Fairfax County officials sent mixed messages last Friday (Feb. 13) over General Assembly progress, or lack of it, toward dedicated transit funding for Northern Virginia.
Legislation to establish dedicated transit funding is unlikely to be acted on during the month remaining in the 2026 legislative session, county staff reported at a meeting of the Board of Supervisors’ Legislative Committee.
With one exception, all proposed bills “were carried over to 2027,” Noelle Dominguez, coordination and funding division chief for the Fairfax County Department of Transportation, said when briefing the county supervisors on the status of legislation in Richmond.
Legislators “wanted to take a longer look at tax reform in general,” Dominguez said.
The lone bill still in play at the time of the meeting, patroned by Del. Kathy Tran (D-18), is “expected to meet the same fate,” Dominguez said.
Hunter Mill Supervisor Walter Alcorn countered that it’s too early to throw in the towel.
“The idea of getting a longer-term financing solution for at least some of the pieces of the transit funding needs is not dead,” he said.

“It will be a matter of discussion in the budget — those discussions are very much alive,” said Alcorn, a member of the Washington Metropolitan Area Transit Authority (WMATA) board of directors.
State legislators are being asked to support new tax and fee options to be imposed in Northern Virginia to pay the region’s share of the DMV Moves transit improvement plan adopted at a regional level last November and endorsed a month later by the Board of Supervisors.
That plan calls for $460 million in annual regional dedicated funding spread between Virginia, Maryland and D.C., but it leaves it up to the jurisdictions to determine how to pay for it.
The regional plan is not binding on the General Assembly. While the additional funding would not go into effect until mid-2027, Northern Virginia leaders are seeking legislative action this year as an assurance the funds would begin flowing.

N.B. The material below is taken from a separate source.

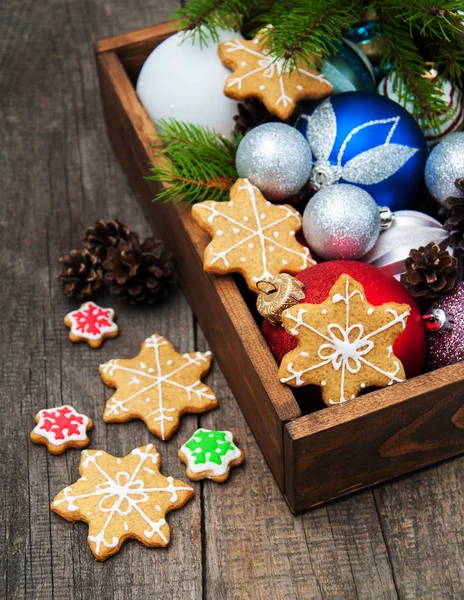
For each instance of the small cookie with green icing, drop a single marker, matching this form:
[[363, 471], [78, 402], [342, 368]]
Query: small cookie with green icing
[[210, 454]]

Tran’s bill was left behind in the House appropriations committee today (Wednesday) after lawmakers failed to take any action on it before the deadline for legislation to cross over to the opposite chamber.
HB 1179 would’ve added new regional sales taxes in Northern Virginia and introduced taxes on rideshare companies, retail deliveries and regional commercial parking. It also imposes a regional highway use fee on all vehicles in the Commonwealth subject to the existing highway use fee.

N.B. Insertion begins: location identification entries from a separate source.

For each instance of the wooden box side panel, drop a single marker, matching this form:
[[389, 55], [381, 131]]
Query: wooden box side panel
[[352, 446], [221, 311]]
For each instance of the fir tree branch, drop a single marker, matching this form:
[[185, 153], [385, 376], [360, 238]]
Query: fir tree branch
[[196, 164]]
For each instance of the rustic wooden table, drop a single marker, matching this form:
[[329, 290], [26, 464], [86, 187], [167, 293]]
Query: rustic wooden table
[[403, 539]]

The additional taxes and fees would generate $442.6 million in fiscal year 2027 and $492.8 million in FY 2028 for transit, the Virginia Department of Planning and Budget found.
Without state authority for additional taxes, localities would either have to fund the extra costs themselves, or the proposal would be at risk.
Alcorn said it’s important that local officials speak to state legislators frequently and effectively on the topic.
“Let’s keep pushing this. Remind them that we at the county level are on the hook to pay for this, not just here but other jurisdictions,” he said, calling that possibility an “extremely painful” thing to consider.

According to Dranesville District Supervisor Jimmy Bierman, Fairfax County already pays $65 million annually to subsidize Metro, $47 million for Fairfax Connector service and $7 million for Virginia Railway Express service.
Allowing for more varied tax sources to support transit, as proposed last year by a legislative subcommittee, would help relieve the burden on homeowners, Bierman said.
With the 60-day General Assembly session about half over, time for advocacy is waning, Mason District Supervisor Andres Jimenez warned.
“Getting word out to our delegates is imperative,” he said.